Photo du livre par l’auteur

Comment savons-nous tout cela ? L’artiste néerlandaise Mariken Wessels, qui a déjà réalisé plusieurs séries autour de photographies trouvées, aurait obtenu ces photographies, ainsi que d’autres images du couple, de leur maison et de la cabane d’Henry dans les bois, auprès de deux amis et voisins du couple, qui auraient récupéré l’ensemble après le départ d’Henry, et dont Mariken Wessels dit avoir été la voisine quand, alors actrice, elle séjourna à New York en 1996-97. Elle en a fait un livre de 330 pages, avec très peu de texte (2 ou 3 pages seulement) à l’occasion de son exposition à La Haye en 2017; le livre vient d’être réédité par Art Paper Editions. Le livre (qui gagna le Prix du Livre d’Auteur à Arles en 2016) comprend 147 planches-contact de 36 images chacune (soit 5292 clichés) sur papier glacé, la reproduction des 50 collages et des 17 figurines, et d’autres photographies de leur enfance, leur mariage, leur maison, le bureau d’Henry, une énigmatique feuille volante de Joyeux Noël commençant par « There he is, your son, Ma », … Le titre « Taking Off » peut signifier enlever, retirer (le soutien-gorge); il peut aussi signifier décoller, partir (comme Martha). Livre reçu en service de presse.
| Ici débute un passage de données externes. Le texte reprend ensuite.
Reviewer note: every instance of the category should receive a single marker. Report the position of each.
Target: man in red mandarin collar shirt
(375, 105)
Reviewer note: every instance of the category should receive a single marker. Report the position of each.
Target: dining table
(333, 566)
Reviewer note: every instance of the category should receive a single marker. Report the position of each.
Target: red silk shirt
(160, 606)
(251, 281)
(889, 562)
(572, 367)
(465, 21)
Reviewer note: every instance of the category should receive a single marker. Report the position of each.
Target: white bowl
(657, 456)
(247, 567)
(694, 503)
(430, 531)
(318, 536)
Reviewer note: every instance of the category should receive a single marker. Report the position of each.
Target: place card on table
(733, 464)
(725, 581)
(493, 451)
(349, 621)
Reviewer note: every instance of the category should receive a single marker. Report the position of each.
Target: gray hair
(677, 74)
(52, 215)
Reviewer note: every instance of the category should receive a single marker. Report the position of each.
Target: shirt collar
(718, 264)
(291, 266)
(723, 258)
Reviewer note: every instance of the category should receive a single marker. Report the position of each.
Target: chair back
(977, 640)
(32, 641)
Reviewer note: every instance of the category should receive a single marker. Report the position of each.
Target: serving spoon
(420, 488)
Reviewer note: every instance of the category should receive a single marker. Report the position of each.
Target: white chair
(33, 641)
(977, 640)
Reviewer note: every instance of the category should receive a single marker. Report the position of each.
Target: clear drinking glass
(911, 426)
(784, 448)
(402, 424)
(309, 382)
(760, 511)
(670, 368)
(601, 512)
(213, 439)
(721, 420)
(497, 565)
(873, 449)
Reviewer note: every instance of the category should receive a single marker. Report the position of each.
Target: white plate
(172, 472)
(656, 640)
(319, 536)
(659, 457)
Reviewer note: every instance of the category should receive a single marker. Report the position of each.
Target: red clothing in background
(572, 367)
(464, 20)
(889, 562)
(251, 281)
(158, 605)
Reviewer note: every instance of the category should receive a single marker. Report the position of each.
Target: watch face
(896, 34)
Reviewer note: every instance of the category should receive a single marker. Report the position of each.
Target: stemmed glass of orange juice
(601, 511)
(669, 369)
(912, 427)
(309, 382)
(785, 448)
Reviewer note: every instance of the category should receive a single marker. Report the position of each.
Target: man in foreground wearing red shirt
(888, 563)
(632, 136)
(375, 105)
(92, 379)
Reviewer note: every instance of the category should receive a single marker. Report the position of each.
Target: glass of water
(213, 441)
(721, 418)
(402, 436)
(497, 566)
Est-ce réellement une archive de photographies trouvées de manière quelque peu rocambolesque ? Ou est-ce entièrement une création fictionnelle de l’artiste ? Le seul indice que j’ai trouvé est le nom des deux voisins qui auraient confié l’archive à Mariken Wessels : Dorothy Bartlett (comme lui) et Edward F. Caroll (presque comme lui). De plus le Hackettstown Heritage Center for Arts & Crafts, où seraient déposées les figurines sculptées d’Henry ne semble pas exister. Mais aussi le sentiment que c’est trop parfait, trop bien fait. Qui sait ? Seul ce blog, à ma connaissance, a aussi exprimé un doute sur la véracité de cette archive.

Pour des raisons indépendantes de ma volonté, les prochains billets, sans doute jusqu’à début Mars, ne seront consacrés qu’à des livres.